Our school has taken strides to help students lessen costs by promoting scholarships and contests. However, less assistance is seen for students planning to pursue alternative paths. The counseling department releases the HUB newsletter weekly, informing students of college events, scholarships and the visits it facilitates. Rarely does the newsletter include information regarding alternative paths such as vocational schools or military enlistment, yet another example of college taking priority over other post-secondary institutions. 

So, what can we do to shift the narrative? We can promote educational opportunities for alternative, non-college paths in high school. The further we educate students, the greater the chance they find the right fit for themselves — a fit that might not be a college education. 

Non-college career paths appeal to students for several reasons, one of which is the immediate results. Vocational and trade schools typically only last one to two years, have less expensive tuition and work alongside apprenticeships — paid training in a particular trade. This is similarly seen in military recruits and students directly pursuing careers. Many careers requiring a college degree are jobs with low starting salaries. Only after years of education would students who attended college begin to work towards the income employed students make, not to mention the loans their income would then be dedicated to. 

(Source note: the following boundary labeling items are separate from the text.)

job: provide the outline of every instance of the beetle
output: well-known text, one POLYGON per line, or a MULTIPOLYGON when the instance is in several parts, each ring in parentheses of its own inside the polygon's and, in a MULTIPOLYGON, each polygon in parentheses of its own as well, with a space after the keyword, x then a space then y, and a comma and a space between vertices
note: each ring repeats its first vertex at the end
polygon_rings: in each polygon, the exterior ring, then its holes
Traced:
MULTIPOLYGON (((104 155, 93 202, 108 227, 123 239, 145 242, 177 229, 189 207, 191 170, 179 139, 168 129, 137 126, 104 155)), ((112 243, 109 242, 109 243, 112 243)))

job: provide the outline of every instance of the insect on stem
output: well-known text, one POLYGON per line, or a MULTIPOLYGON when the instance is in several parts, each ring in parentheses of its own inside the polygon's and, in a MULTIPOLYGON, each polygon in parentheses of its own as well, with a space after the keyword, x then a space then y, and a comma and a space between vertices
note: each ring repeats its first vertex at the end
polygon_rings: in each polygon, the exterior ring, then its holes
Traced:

In Parkway, choice programs such as South Technical High School (South Tech) already offer an introduction to certain skilled trades such as carpentry, electrical and automotive work, and military recruiters may speak with prospective recruits; however, these options are often set aside, lost to the importance schools place on college. Therefore, we should make an effort to publicize the benefits of going into trades, the military and directly into work, as well as the necessary steps to follow those paths and their prospective outcomes.

While it may be initially difficult to adjust, offering similar informative classes and guest speakers would be a breakthrough advancement for schools. Preparing resume-building classes alongside college essay writing advice. Welcoming union workers alongside college representatives. Including more information about alternate options alongside college preparations. We need to begin teaching students about their options starting from freshman year so that they have ample time to consider each opportunity and make an appropriate decision. 

Not everyone thrives from a college education; it would be irresponsible to ignore this fact. Right now, with yearly meetings and class presentations on steps toward college, students are not given the full picture of their options. We understand that the current model appeals to most students planning to attend college, but widening the sphere of career discussions could help students discover non-college paths that appeal to them more. 

Four years from now, will students continue to face the same social pressures to enroll in college? Hopefully, with a broadened view of their options and equal opportunities in pursuing them, there will no longer be the question of whether a decision is encouraged by marketing or true motivation.